I gave up trying to watch the stream after the third authentication timeout, but if I'd known it was this I'd maybe have tried a fourth time.
I’d love for this to blow past cursor. Will definitely tune in to see it.
I'm senior enough that I get to frequently see the gap between what my dev team thinks of our work and what actual customers think.
As a result, I no longer care at all what developers (including myself on my own projects) think about the quality of the thing they've built.
In coding agent, we encourage the agent to be very thorough in its work, and to take time to think deeply about the problem. It builds and tests code regularly to ensure it understands the impact of changes as it makes them, and stops and thinks regularly before taking action.
These choices would feel too “slow” in a synchronous IDE based experience, but feel natural in a “assign to a peer collaborator” UX. We lean into this to provide as rich of a problem solving agentic experience as possible.
(I’m working on Copilot coding agent)
No comments yet
I'm all for new tech getting introduced and made useful, but let's make it all opt in, shall we?
Good to see an official way of doing this.
1. https://github.com/asadm/chota
Now Microsoft sits on a goldmine of source code and has the ability to offer AI integration even to private repositories. I can upload my code into a private repo and discuss it with an AI.
The only thing Google can counter with would be to build tools which developers install locally, but even then I guess that the integration would be limited.

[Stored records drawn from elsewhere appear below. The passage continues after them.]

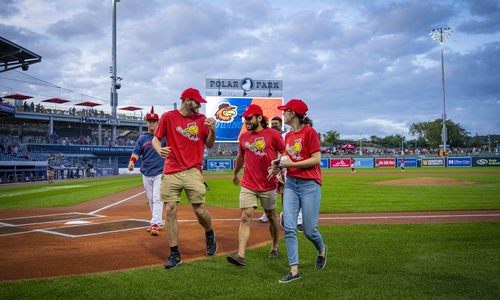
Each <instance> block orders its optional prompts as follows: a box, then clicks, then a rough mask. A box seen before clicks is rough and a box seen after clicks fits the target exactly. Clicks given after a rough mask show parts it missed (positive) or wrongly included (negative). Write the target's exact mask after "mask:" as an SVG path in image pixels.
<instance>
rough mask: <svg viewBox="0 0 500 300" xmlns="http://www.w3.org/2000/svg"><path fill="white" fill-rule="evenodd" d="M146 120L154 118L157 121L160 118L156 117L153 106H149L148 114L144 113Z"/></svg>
mask: <svg viewBox="0 0 500 300" xmlns="http://www.w3.org/2000/svg"><path fill="white" fill-rule="evenodd" d="M145 119H146V121H149V120H155V121H158V120H159V119H160V118H158V114H155V109H154V107H152V106H151V111H150V112H149V114H146V118H145Z"/></svg>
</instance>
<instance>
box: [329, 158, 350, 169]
mask: <svg viewBox="0 0 500 300" xmlns="http://www.w3.org/2000/svg"><path fill="white" fill-rule="evenodd" d="M350 167H351V159H350V158H332V159H330V168H335V169H338V168H350Z"/></svg>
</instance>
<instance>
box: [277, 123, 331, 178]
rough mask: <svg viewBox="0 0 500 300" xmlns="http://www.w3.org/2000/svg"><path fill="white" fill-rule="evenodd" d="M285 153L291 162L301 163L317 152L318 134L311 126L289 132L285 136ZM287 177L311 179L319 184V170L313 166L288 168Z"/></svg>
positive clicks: (304, 127) (302, 127)
mask: <svg viewBox="0 0 500 300" xmlns="http://www.w3.org/2000/svg"><path fill="white" fill-rule="evenodd" d="M285 147H286V153H287V155H288V157H289V158H290V160H292V161H293V162H297V161H303V160H306V159H308V158H310V157H311V155H312V154H313V153H315V152H319V151H320V150H321V148H320V140H319V136H318V133H317V132H316V130H314V129H313V128H312V127H311V126H304V127H302V129H300V130H299V131H290V132H288V133H287V134H286V136H285ZM286 175H287V176H291V177H297V178H302V179H313V180H314V181H316V182H317V183H318V184H321V181H322V180H321V168H320V165H319V164H318V165H315V166H314V167H311V168H305V169H303V168H288V170H287V173H286Z"/></svg>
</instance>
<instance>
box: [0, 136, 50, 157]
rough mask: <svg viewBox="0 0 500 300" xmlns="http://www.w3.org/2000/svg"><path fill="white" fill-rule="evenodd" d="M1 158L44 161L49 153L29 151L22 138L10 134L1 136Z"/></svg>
mask: <svg viewBox="0 0 500 300" xmlns="http://www.w3.org/2000/svg"><path fill="white" fill-rule="evenodd" d="M0 160H3V161H23V160H24V161H26V160H28V161H29V160H31V161H43V160H47V154H44V153H38V152H31V151H28V149H27V148H26V146H24V145H23V143H22V142H21V141H20V139H18V138H15V137H9V136H1V137H0Z"/></svg>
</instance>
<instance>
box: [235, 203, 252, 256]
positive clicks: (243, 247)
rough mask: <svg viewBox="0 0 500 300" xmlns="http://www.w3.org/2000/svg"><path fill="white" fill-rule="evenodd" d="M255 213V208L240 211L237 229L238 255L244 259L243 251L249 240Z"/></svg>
mask: <svg viewBox="0 0 500 300" xmlns="http://www.w3.org/2000/svg"><path fill="white" fill-rule="evenodd" d="M254 212H255V207H247V208H242V209H241V220H240V227H239V229H238V255H239V256H240V257H245V250H246V247H247V242H248V239H249V238H250V225H251V224H252V217H253V214H254Z"/></svg>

And considering that Microsoft owns the "coding OS" VS Code, it makes Google look even worse. Let's see what they come up with tomorrow at Google I/O, but I doubt that it will be a serious competition for Microsoft. Maybe for OpenAI, if they're smart, but not for Microsoft.
It seems Copilot could have really owned the vibe coding space. But that didn’t happen. I wonder why? Lots of ideas gummed up in organizational inefficiencies, etc?
Copilot Workspace could take a task, implement it and create a PR - but it had a linear, highly structured flow, and wasn't deeply integrated into the GitHub tools that developers already use like issues and PRs.
With Copilot coding agent, we're taking all of the great work on Copilot Workspace, and all the learnings and feedback from that project, and integrating it more deeply into GitHub and really leveraging the capabilities of 2025's models, which allow the agent to be more fluid, asynchronous and autonomous.
(Source: I'm the product lead for Copilot coding agent.)
That seemed to drop off the Github changelog after February. I’m wondering if that team got reallocated to the copilot agent.
But the upgraded Copilot was just in response to Cursor and Winsurf.
We'll see.
[0] https://news.ycombinator.com/item?id=43904611
Edit: From the TFA: Using the agent consumes GitHub Actions minutes and Copilot premium requests, starting from entitlements included with your plan.
[0] https://docs.github.com/en/copilot/managing-copilot/monitori...
Copilot literally can't push directly to the default branch - we don't give it the ability to do that - precisely because we believe that all AI-generated code (just like human generated code) should be carefully reviewed before it goes to production.
(Source: I'm the product lead for Copilot coding agent.)
To me, this reads like it'll be a good junior and open up a PR with its changes, letting you (the issue author) review and merge. Of course, you can just hit "merge" without looking at the changes, but then it's kinda on you when unreviewed stuff ends up in main.